There are a couple of things that I do want to discuss, but first let’s talk discuss the stars of the film, Luke Kirby (Bundy) and Elijah Wood (Hagmaier). I last saw Wood in I Don’t Feel At Home in This World Anymore and while I wasn’t impressed by the film, I was blown away by his performance. Similarly, in this film, Wood does an amazing job in his role. The banter between Wood and Kirby keeps you on the edge of your seat for the entire film. You know how it is going to end, but they make you feel like you don’t really know… like something unexpected is going to happen. Kirby, on the other hand, felt like an unknown to me… even though he has a substantial IMDB page. The only movie I recognized him from was 2011’s Take This Waltz. Kirby did a fantastic job as Bundy… almost too good as he was quite charming at times, although I guess that’s who Bundy was.

NO MAN OF GOD is largely about Bill’s struggle to understand what makes him different from Ted, and his dawning realization that they’re actually not that different. At the same time we are showing Bundy in a way that has never been seen before—the un-glorified, insecure, narcissist. This is not the rockstar-Bundy that everyone likes to talk about, this is the real man with all his pathetic neediness.

Amber Sealey, director

That brings me to the first of two things that I want to discuss. According to the director, Amber Sealey, in the statement above, the goal was to show us Bundy’s “pathetic neediness.” I don’t feel like this was accomplished. It was, in fact, one of the reasons why I didn’t rate this movie higher. Based on the performances, it could have easily been a 4-star film, but I felt like Bundy was glorified in the film. There were several times while watching the film that I felt he was being shown in a positive light and I was unhappy with that characterization. I find it interesting that my view of the character on the screen was so disconnected from the vision that Sealey had. This is a film where I would definitely watch the director’s commentary in an attempt to figure out where the disconnect is.

It was crucial to me to have the victims represented in some way that was neither saccharine nor simplistic. There was only one female character in the script, so I decided to use what we had available to us: the women in the world around them. I was also certain that this film would not include any reenactment of Bundy’s crimes, everyone understands the violence his victims endured. But we can’t ever forget that this movie largely deals with two men in a room talking about the excessively violent rape and murder of upwards of 30 women — women who were targeted because of their socialized and internalized nature to be nice and helpful to a person in need. These victims cannot speak for themselves, and this is not meant to be their story. But they should not be forgotten in the telling of Bill’s story — were it not for them and what they went through, Bill would not be sitting opposite Ted. These women get to watch Bill and Ted for us, they get to show us how uncomfortable it is for them (us) to be surrounded by all of this violence against women.

Amber Sealey, director

This time, I agree with Sealey. I thought the use of the women in the film to portray emotion and give a voice to those without a voice via their actions and reactions was brilliant.

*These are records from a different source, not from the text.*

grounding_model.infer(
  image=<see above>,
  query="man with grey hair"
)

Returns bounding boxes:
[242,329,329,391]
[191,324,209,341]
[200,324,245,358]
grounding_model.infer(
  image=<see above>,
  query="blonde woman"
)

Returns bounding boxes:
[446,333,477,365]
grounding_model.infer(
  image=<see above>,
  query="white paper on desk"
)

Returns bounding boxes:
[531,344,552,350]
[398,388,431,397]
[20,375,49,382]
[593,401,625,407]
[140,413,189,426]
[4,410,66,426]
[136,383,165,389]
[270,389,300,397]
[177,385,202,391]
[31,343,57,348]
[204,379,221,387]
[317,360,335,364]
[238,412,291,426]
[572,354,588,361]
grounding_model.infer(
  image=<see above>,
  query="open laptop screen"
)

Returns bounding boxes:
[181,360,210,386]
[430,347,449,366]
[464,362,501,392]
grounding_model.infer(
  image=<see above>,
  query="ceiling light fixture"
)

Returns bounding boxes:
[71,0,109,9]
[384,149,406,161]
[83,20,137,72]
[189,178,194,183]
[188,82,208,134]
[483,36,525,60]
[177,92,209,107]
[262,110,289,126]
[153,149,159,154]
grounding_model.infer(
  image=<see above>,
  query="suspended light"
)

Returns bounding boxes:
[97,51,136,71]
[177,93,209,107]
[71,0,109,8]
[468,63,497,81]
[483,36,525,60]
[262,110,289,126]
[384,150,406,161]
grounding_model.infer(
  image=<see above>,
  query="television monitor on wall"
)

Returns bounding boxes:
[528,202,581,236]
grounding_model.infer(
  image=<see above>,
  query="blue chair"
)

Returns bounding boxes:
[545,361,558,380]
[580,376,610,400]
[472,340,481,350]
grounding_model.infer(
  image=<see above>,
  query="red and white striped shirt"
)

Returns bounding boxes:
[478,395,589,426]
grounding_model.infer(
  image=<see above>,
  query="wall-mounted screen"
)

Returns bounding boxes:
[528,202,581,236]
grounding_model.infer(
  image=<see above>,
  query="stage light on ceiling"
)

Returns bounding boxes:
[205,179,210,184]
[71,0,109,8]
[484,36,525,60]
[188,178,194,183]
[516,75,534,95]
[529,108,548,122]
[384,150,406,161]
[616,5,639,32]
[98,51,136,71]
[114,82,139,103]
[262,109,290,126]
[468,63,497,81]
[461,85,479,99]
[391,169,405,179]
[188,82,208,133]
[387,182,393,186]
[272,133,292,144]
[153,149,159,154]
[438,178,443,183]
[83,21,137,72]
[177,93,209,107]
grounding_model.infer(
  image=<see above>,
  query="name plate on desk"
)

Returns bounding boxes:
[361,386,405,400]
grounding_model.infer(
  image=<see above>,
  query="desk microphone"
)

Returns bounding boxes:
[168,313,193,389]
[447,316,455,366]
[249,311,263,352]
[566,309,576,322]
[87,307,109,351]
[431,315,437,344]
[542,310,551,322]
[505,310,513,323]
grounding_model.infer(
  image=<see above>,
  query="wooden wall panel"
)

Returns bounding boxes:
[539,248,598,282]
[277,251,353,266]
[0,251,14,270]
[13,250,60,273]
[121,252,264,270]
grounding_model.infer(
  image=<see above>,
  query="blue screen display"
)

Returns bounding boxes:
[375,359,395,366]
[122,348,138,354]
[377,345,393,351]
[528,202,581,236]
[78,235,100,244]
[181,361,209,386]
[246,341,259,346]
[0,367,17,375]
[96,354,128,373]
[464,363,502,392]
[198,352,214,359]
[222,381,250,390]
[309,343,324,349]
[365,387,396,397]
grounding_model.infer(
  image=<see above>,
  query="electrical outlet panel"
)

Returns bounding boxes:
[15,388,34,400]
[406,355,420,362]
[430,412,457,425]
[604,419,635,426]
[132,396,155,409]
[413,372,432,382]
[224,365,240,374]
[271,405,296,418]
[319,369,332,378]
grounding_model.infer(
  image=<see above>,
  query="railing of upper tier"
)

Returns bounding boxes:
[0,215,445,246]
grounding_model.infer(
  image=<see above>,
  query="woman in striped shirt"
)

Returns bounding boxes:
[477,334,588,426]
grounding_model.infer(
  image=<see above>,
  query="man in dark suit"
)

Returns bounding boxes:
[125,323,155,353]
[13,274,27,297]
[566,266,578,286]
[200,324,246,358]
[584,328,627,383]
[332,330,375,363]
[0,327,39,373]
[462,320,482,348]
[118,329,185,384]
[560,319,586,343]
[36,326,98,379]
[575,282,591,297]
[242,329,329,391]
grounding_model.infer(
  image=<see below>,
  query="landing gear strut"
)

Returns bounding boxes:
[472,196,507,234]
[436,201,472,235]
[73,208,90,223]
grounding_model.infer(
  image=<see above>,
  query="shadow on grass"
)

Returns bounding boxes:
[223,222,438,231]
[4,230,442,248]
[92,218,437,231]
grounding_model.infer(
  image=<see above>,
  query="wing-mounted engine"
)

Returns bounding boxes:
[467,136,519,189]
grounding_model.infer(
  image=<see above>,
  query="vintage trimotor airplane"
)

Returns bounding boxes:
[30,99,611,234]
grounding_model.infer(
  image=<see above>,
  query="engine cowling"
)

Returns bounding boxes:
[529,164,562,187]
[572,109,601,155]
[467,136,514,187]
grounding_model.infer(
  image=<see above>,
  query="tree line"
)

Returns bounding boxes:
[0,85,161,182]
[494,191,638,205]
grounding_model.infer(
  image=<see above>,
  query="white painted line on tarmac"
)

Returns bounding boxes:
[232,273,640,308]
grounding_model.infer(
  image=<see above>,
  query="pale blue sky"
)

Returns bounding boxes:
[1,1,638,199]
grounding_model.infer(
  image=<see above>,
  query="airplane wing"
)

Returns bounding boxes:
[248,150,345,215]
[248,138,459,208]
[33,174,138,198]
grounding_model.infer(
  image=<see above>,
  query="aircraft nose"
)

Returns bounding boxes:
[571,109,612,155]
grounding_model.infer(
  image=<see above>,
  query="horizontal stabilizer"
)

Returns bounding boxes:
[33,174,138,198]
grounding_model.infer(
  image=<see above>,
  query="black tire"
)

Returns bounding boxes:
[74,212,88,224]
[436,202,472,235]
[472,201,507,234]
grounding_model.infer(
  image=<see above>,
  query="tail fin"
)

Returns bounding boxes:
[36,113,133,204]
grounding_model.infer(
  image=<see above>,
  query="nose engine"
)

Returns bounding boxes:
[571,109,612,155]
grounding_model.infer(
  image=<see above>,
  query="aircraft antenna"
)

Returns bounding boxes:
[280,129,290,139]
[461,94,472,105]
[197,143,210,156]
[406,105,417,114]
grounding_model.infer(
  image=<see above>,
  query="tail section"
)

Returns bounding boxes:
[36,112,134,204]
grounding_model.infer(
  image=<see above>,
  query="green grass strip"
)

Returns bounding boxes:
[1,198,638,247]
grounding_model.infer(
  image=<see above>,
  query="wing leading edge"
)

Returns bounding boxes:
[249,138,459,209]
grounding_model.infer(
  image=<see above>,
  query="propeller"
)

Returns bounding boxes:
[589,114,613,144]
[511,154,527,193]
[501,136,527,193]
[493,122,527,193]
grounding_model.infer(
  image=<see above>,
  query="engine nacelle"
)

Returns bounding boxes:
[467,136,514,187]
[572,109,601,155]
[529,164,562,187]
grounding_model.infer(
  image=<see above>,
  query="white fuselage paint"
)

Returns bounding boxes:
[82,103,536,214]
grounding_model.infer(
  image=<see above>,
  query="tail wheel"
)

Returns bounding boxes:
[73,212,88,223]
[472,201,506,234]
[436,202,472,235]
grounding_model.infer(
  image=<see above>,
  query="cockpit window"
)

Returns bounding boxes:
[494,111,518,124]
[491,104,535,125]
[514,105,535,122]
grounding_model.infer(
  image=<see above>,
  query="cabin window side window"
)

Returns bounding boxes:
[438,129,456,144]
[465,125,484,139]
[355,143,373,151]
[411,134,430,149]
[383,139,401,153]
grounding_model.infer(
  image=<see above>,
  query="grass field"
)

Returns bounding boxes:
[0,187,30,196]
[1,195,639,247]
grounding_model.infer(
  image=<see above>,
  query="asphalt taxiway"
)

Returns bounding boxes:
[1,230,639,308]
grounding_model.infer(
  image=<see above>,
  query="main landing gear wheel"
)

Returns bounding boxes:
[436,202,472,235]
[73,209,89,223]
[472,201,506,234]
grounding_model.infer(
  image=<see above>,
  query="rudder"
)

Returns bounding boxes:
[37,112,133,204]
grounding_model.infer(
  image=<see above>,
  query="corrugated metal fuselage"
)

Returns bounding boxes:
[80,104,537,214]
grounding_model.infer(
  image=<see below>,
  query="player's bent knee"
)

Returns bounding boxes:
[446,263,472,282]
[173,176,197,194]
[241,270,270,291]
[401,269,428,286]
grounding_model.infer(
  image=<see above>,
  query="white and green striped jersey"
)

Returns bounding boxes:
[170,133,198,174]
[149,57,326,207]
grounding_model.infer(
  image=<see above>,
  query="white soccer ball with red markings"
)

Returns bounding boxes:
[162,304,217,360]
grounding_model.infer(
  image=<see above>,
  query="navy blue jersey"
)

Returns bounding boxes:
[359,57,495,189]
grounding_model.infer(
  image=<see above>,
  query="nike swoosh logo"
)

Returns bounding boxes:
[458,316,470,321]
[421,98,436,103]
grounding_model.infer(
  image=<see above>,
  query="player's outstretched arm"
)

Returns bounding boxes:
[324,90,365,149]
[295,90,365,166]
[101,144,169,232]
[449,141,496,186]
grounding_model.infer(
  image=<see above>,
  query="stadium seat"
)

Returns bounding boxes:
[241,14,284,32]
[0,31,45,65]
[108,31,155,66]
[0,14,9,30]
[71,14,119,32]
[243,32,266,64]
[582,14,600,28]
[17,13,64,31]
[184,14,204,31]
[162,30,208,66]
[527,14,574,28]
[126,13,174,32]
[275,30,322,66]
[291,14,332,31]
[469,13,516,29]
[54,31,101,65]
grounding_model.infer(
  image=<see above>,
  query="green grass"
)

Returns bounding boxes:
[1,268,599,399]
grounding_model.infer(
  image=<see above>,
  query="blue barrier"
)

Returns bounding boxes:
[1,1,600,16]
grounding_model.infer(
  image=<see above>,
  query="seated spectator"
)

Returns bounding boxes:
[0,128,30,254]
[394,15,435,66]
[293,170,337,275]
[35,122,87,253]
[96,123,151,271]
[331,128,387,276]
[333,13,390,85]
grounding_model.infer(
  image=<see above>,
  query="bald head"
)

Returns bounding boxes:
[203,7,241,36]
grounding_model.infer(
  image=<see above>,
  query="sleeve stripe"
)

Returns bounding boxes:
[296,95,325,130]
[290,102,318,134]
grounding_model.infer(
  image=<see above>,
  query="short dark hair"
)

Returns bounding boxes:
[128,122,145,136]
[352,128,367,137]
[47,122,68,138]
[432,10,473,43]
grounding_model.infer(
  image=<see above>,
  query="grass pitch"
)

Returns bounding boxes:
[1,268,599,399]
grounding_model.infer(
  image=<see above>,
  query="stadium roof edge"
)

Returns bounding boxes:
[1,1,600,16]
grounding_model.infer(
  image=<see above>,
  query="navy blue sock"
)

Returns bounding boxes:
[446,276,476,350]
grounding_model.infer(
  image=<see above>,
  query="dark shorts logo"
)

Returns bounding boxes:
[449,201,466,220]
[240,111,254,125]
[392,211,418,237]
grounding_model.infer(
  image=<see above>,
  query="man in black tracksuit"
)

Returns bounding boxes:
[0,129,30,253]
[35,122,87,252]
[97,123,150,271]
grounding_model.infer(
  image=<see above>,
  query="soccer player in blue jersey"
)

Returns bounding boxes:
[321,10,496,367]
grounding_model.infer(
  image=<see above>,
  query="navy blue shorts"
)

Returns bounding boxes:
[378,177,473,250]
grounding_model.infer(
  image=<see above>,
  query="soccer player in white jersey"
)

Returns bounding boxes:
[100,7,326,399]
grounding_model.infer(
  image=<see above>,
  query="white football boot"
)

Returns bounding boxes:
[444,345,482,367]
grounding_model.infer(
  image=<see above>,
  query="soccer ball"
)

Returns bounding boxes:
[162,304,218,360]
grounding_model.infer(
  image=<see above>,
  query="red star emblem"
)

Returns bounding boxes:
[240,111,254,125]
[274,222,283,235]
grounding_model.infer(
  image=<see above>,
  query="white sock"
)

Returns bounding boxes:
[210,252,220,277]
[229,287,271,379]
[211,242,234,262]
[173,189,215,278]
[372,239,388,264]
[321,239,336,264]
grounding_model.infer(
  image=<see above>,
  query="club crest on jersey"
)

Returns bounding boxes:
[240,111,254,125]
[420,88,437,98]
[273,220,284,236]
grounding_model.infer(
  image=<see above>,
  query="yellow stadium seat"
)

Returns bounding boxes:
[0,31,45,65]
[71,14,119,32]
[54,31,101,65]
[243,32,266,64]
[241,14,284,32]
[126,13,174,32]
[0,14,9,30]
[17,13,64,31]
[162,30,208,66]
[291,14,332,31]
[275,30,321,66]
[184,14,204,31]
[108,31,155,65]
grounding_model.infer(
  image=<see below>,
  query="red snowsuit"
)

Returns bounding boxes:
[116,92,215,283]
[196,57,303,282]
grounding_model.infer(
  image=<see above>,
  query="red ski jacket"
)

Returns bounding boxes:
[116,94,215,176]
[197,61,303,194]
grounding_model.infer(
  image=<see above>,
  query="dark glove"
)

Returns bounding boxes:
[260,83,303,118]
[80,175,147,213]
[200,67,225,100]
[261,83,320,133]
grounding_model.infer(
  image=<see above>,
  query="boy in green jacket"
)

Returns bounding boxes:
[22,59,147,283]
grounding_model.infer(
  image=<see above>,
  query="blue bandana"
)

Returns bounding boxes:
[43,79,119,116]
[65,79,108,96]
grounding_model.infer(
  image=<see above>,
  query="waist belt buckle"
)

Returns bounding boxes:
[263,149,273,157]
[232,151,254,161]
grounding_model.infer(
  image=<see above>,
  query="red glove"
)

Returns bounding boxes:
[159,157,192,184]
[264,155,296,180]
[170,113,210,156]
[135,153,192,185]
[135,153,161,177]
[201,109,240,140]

There’s one moment where a conversation is occurring and the camera slowly closes on the face of a actor that would otherwise be a background character. The emotion in her face is enough to move the viewer in a profound way. At the moment that the scene occurs, I was completely drawn in and unaware of my surroundings, but as we watch her react, I’m pulled out of the moment and slapped with a wake-up call. It was incredibly powerful and was, without a doubt, the most memorable scene in the film.

At the end of the day, the film is good and I recommend seeing it. I wish Bundy appeared as more of a villain, but I guess that wasn’t the story… the story was focused more on Hagmaier and how the conversations affected him. If you’re interested in seeing a dramatization of that relationship, then you should definitely check this film out.

No Man of God was released in theatres, on demand and digital on August 27.